# Getting the first apprenticeship



## matt1124 (Aug 23, 2011)

Many supply houses have job posting boards. You may have some luck there, some post for experience, others just say help wanted. Check it out.


----------



## Chris1971 (Dec 27, 2010)

If you’re in America and not employed, you aren’t trying hard enough to find a job. Pound the pavement and make phone calls.


----------



## icdubois (Nov 16, 2013)

I would first suggest the union if that's a possibility. If not then I would go pound the pavement and ask to talk to the owner/shop manager at local shops. Dress ready for work. You never know, you walk in and they just had some guy quit, they need someone right now. Winter is normally a slow time for most shops, but don't let that stop ya.


----------



## telsa (May 22, 2015)

SMoDFly said:


> So far I have looked online for electrician apprenticeships and contacted employment agencies, with no luck yet. Every employment agency informed me that they do not find prospective apprentices for electricians, and almost every job listing online are for experienced apprentices. Most ask for 3rd and 4th year apprentices, others simply require an apprenticeship card. To get an apprentice card in the state of New Hampshire, an employer is required.
> 
> Since I haven't gotten anywhere yet, I am now prepared to contact employers directly. Any advice for contacting them? Is phone or in person preferred?
> 
> Does the winter season affect whether they are taking on new apprentices? This is important to me because I may take a class this winter to broaden my skills.


Important fact of life: this is the season for LAY OFFS.

Contractors look to hire when the weather turns good... especially apprentices.

So, March-April 2018 is when contractors will start looking to hire apprentices.

That's when the tempo of business is strong enough for firms to hire new talent.


----------



## PokeySmokey (Nov 14, 2017)

All the above replies are very good.

Most Trades do not use Hiring Companies (Head Hunters) to find qualified. The exception to this is the Union: The appropriate Union often supply staff to the Trades. (IBEW supplies Electricians and Electrical Apprentices to Union Contractors).

The advantage of going with a union such as the IBEW is your Apprenticeship is transferrable to other IBEW approved Electrical Companies.
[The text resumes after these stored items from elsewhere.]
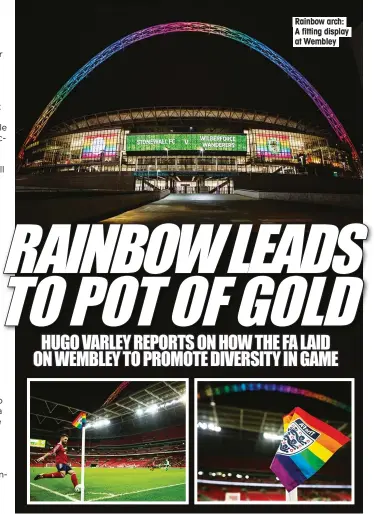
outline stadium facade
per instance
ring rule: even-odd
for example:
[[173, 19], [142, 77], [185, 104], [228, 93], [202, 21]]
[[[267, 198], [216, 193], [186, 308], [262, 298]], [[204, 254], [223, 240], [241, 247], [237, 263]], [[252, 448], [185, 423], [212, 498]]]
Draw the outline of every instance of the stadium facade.
[[108, 173], [136, 190], [231, 192], [241, 173], [354, 174], [348, 148], [302, 122], [243, 109], [141, 108], [53, 127], [25, 149], [22, 173]]

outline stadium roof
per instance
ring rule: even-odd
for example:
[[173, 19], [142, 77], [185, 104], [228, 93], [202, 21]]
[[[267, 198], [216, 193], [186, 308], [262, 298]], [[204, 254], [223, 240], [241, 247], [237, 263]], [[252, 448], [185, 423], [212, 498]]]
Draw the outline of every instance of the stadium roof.
[[[54, 383], [58, 385], [59, 383]], [[89, 382], [82, 382], [88, 384]], [[134, 382], [141, 384], [141, 382]], [[51, 385], [51, 384], [49, 384]], [[72, 387], [77, 386], [77, 382], [71, 382]], [[114, 388], [113, 383], [113, 388]], [[65, 388], [68, 384], [65, 384]], [[97, 419], [106, 418], [114, 420], [121, 418], [120, 421], [131, 421], [142, 411], [142, 418], [155, 412], [152, 409], [160, 409], [166, 411], [184, 405], [184, 395], [186, 393], [186, 384], [184, 381], [170, 382], [144, 382], [144, 387], [131, 392], [130, 389], [124, 389], [122, 393], [109, 404], [105, 404], [95, 411], [88, 411], [85, 405], [67, 405], [58, 401], [51, 400], [53, 397], [49, 394], [48, 398], [30, 396], [30, 415], [31, 421], [36, 426], [43, 425], [43, 429], [47, 431], [55, 431], [56, 429], [71, 428], [71, 423], [77, 414], [81, 411], [87, 413], [88, 423]], [[88, 393], [89, 394], [89, 393]], [[157, 406], [157, 407], [155, 407]], [[149, 409], [149, 410], [147, 410]], [[51, 430], [49, 430], [51, 429]]]
[[135, 415], [139, 409], [146, 411], [147, 408], [154, 405], [163, 405], [163, 408], [172, 407], [181, 400], [185, 392], [185, 382], [155, 382], [137, 393], [101, 407], [92, 416], [93, 418], [114, 419], [120, 416]]
[[278, 130], [298, 131], [309, 134], [326, 136], [328, 132], [320, 128], [313, 127], [302, 121], [294, 121], [280, 115], [272, 115], [258, 111], [248, 111], [239, 108], [226, 107], [142, 107], [138, 109], [124, 109], [111, 112], [90, 114], [80, 118], [75, 118], [59, 125], [51, 127], [47, 136], [57, 136], [71, 132], [84, 130], [108, 129], [123, 127], [134, 130], [138, 126], [170, 125], [172, 127], [189, 127], [191, 124], [209, 125], [212, 122], [221, 122], [222, 130], [234, 124], [237, 130], [245, 127], [259, 125], [262, 128], [273, 127]]
[[[256, 434], [269, 432], [283, 435], [283, 415], [284, 414], [279, 412], [199, 403], [198, 421], [201, 423], [214, 423], [221, 428], [245, 430]], [[325, 419], [324, 421], [347, 436], [350, 436], [350, 423], [331, 419]]]

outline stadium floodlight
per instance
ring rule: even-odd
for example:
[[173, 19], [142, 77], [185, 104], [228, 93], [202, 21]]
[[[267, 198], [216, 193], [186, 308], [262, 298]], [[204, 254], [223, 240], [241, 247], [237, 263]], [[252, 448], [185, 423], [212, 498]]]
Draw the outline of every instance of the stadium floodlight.
[[167, 407], [171, 407], [172, 405], [175, 405], [178, 402], [179, 400], [171, 400], [170, 402], [161, 403], [158, 407], [160, 409], [166, 409]]
[[88, 428], [90, 428], [90, 429], [92, 429], [92, 428], [101, 428], [101, 427], [106, 427], [108, 425], [110, 425], [109, 419], [105, 419], [105, 418], [104, 419], [97, 419], [96, 421], [88, 423], [86, 425], [86, 429], [88, 429]]
[[236, 475], [236, 478], [243, 478], [243, 475]]
[[204, 471], [199, 471], [197, 474], [198, 475], [204, 475]]
[[248, 476], [248, 475], [245, 475], [245, 478], [248, 480], [249, 476]]
[[136, 414], [137, 416], [142, 416], [143, 415], [143, 409], [136, 409]]
[[273, 432], [264, 432], [264, 439], [267, 441], [281, 441], [283, 439], [283, 435], [274, 434]]
[[[157, 170], [157, 173], [159, 173], [159, 171], [161, 171], [161, 170]], [[173, 405], [178, 405], [179, 403], [184, 403], [185, 404], [186, 400], [187, 400], [187, 396], [184, 393], [184, 394], [182, 394], [182, 396], [180, 396], [176, 400], [170, 400], [169, 402], [150, 405], [149, 407], [147, 407], [145, 409], [144, 412], [153, 413], [153, 412], [156, 412], [159, 409], [167, 409], [168, 407], [172, 407]]]
[[150, 414], [156, 414], [157, 411], [158, 411], [158, 405], [156, 405], [156, 404], [150, 405], [149, 407], [147, 407], [145, 409], [145, 412], [149, 412]]
[[211, 430], [212, 432], [221, 432], [222, 428], [215, 423], [202, 423], [198, 422], [197, 428], [202, 428], [203, 430]]
[[232, 477], [232, 473], [227, 473], [227, 476], [228, 477]]

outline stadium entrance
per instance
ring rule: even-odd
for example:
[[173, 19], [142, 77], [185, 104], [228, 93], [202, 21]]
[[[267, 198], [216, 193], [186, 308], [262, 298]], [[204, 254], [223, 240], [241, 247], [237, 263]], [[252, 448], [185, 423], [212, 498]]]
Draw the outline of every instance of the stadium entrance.
[[[172, 173], [172, 172], [135, 172], [136, 191], [160, 191], [169, 189], [176, 194], [232, 194], [232, 177], [222, 174]], [[216, 176], [218, 175], [218, 176]]]
[[229, 195], [234, 191], [234, 183], [230, 178], [225, 179], [206, 179], [197, 181], [186, 181], [183, 178], [174, 184], [173, 193], [177, 194], [196, 194], [211, 193]]

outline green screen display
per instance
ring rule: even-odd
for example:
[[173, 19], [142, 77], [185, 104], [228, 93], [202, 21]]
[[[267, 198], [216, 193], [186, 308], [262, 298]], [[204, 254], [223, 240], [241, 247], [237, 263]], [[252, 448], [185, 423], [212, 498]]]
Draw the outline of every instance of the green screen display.
[[238, 134], [132, 134], [127, 152], [246, 152], [247, 136]]

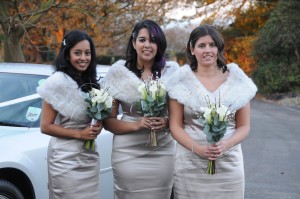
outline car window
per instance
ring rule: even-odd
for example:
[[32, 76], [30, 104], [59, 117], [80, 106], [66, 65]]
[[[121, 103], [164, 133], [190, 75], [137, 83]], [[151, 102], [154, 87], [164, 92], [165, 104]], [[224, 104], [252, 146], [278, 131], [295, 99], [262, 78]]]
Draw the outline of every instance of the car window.
[[0, 125], [39, 127], [42, 99], [36, 88], [47, 76], [0, 73]]

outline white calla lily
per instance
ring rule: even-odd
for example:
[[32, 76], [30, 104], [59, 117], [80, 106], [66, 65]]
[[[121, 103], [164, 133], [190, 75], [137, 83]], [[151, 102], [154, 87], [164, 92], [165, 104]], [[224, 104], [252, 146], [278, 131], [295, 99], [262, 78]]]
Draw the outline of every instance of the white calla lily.
[[138, 87], [138, 91], [141, 94], [141, 97], [143, 100], [146, 100], [147, 98], [147, 91], [146, 91], [146, 86], [144, 83], [140, 84]]
[[163, 85], [162, 83], [160, 84], [160, 89], [159, 89], [159, 93], [158, 96], [159, 97], [163, 97], [166, 95], [166, 87], [165, 85]]
[[205, 118], [205, 120], [207, 121], [207, 123], [211, 123], [211, 112], [212, 109], [208, 108], [208, 107], [201, 107], [200, 110], [203, 112], [203, 117]]
[[156, 95], [157, 95], [157, 91], [158, 91], [157, 84], [156, 83], [152, 84], [150, 86], [149, 90], [151, 92], [152, 99], [155, 100]]
[[217, 113], [219, 114], [219, 121], [225, 121], [226, 120], [225, 116], [229, 115], [230, 111], [226, 106], [222, 104], [221, 107], [217, 107]]

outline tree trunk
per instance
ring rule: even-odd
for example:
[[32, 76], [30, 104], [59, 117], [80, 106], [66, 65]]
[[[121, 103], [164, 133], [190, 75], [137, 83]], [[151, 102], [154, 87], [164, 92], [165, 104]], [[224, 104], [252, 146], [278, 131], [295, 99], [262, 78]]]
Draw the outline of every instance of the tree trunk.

When a job finishes at one site and you have to go to another site which is serviced by a different company your apprenticeship does not end and start over since your apprenticeship is usually through the IBEW rather than a specific company

Here is a start (Online Free Yellow Pages):

https://www.superpages.com/listings.jsp?CS=L&MCBP=true&search=Find+It&STYPE=S&SCS=&C=Electric%20Contractors%20New%20Hampshire

You can try to visit the closest Electrical Contractors but small shops often do not have someone in the shop through the day.

Visit and/or call the local IBEW in your area.

Call the Electric Contractors closest to you where no one was available when you visited and expand out in concentric circles.

Try to set up an interview.

Remember to be prepared to disclose any experience and formal training and other education.

Also, ask them questions.

You may want to prepare a resume NOT more than 1 1/2 to 2 pages long. Be precise! Most companies trash long resumes without reading the first page.

Good Luck


----------



## kg7879 (Feb 3, 2014)

Just prepare for the contractor mind games if you pound the payment.


----------